Which is equivalent to the Makefile:

foo: bar
    cp bar foo

The Python version is more verbose, so if this was all there was to it, make would have been preferable. However, DynaMake allows one to specify scripts that are impossible in make, justifying the additional syntax. See the tutorial for the details.

WHY

“What the world needs is another build tool”

—Way too many people

So, why yet another one?

DynaMake’s raisons d’etre are:

  • First class support for fully dynamic build graphs.

  • Reproducible builds.

  • Python implementation.

DynaMake was created to address a concrete need for repeatable configurable processing in the context of scientific computation pipelines, but should be applicable in wider problem domains.

Dynamic Build Graphs

This is a fancy way of saying that the following are supported:

Dynamic inputs: The full set of inputs of a build step may depend on a subset of its inputs.
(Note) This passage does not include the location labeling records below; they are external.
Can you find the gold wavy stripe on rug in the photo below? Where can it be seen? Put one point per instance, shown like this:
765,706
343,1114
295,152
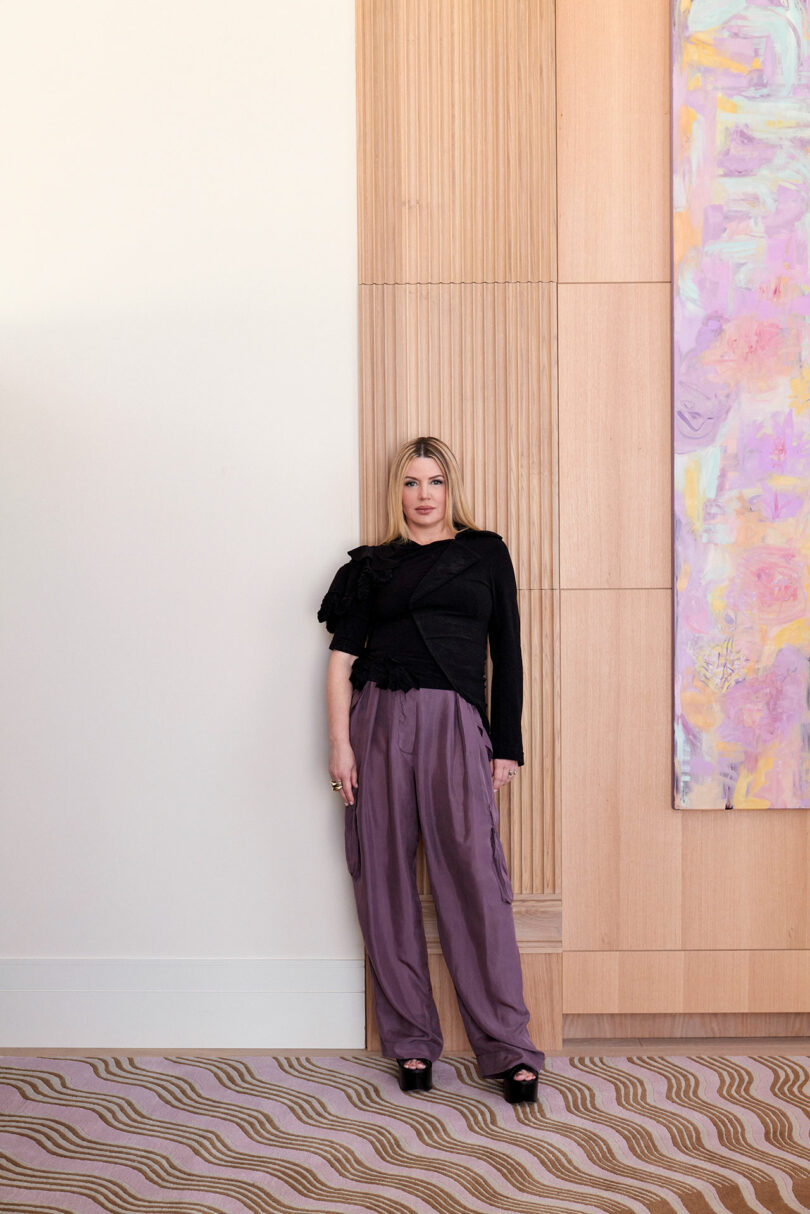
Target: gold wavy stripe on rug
635,1179
179,1093
203,1141
669,1173
64,1141
437,1136
683,1089
791,1082
428,1127
311,1111
632,1094
737,1085
295,1175
115,1111
644,1159
731,1129
26,1208
111,1195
A classic example of dynamic inputs is compiling a C source file, which actually depends on all the included header files. Therefore, for a safe reproducible build, the build tool first needs to ensure the C source file is up-to-date (it might be generated by some tool such as YACC), then scan the file for included header file names, recursively ensure each of these is up-to-date and scan them for further included header files, and only once all this is done, we can tell the exact list of file dependencies for compiling the C source file into an object file.

Dynamic inputs are supported in various ways by most build tools - some of these ways being more convoluted than others. DynaMake provides natural first-class support for such cases, inspired by the shake build system. This video is a nice short explanation of the approach.

Multiple outputs: A build step may create multiple output files. A classic example of multiple outputs is YACC which generates both a header file and a source file from a single parser grammar file.

Surprisingly, multiple outputs are not supported by the venerable make program. However many other more modern tools do support this feature.

Dynamic outputs: The set of outputs of a build step may depend on its inputs.

An example of dynamic outputs is running a clustering step on some large data, which may produce some number of clusters which is not known in advance. Each of these clusters needs to go through some further processing. In DynaMake, one can specify output='clusters/{*_id}.txt' to specify that the step will produce several output files with different identifiers.

Dynamic outputs are not supported by the vast majority of build tools. A notable exception is snakemake which provides support for some restricted cases.

Pattern Steps: A build step may apply to a parameterized set of outputs rather than to specific outputs.

Restricted forms of pattern steps have existed starting from the venerable make .c.o: and %.o: %.c pattern rules. However, in many tools (such as make) these pattern steps are restricted to having a single parameter (in this case, the base name of the output file). In the case of make, these rules are also very fragile (silently ignored when make can’t create a dependency, leading to broken builds).

DynaMake provides a more general form of pattern rules with an unlimited number of named parameters (e.g. output='results/{*method}/outputs/{*parameters}.data') which allows the build step to naturally use the captured values of the parameters inside the step (e.g. await shell(f'{method} < {parameters} > {output()}').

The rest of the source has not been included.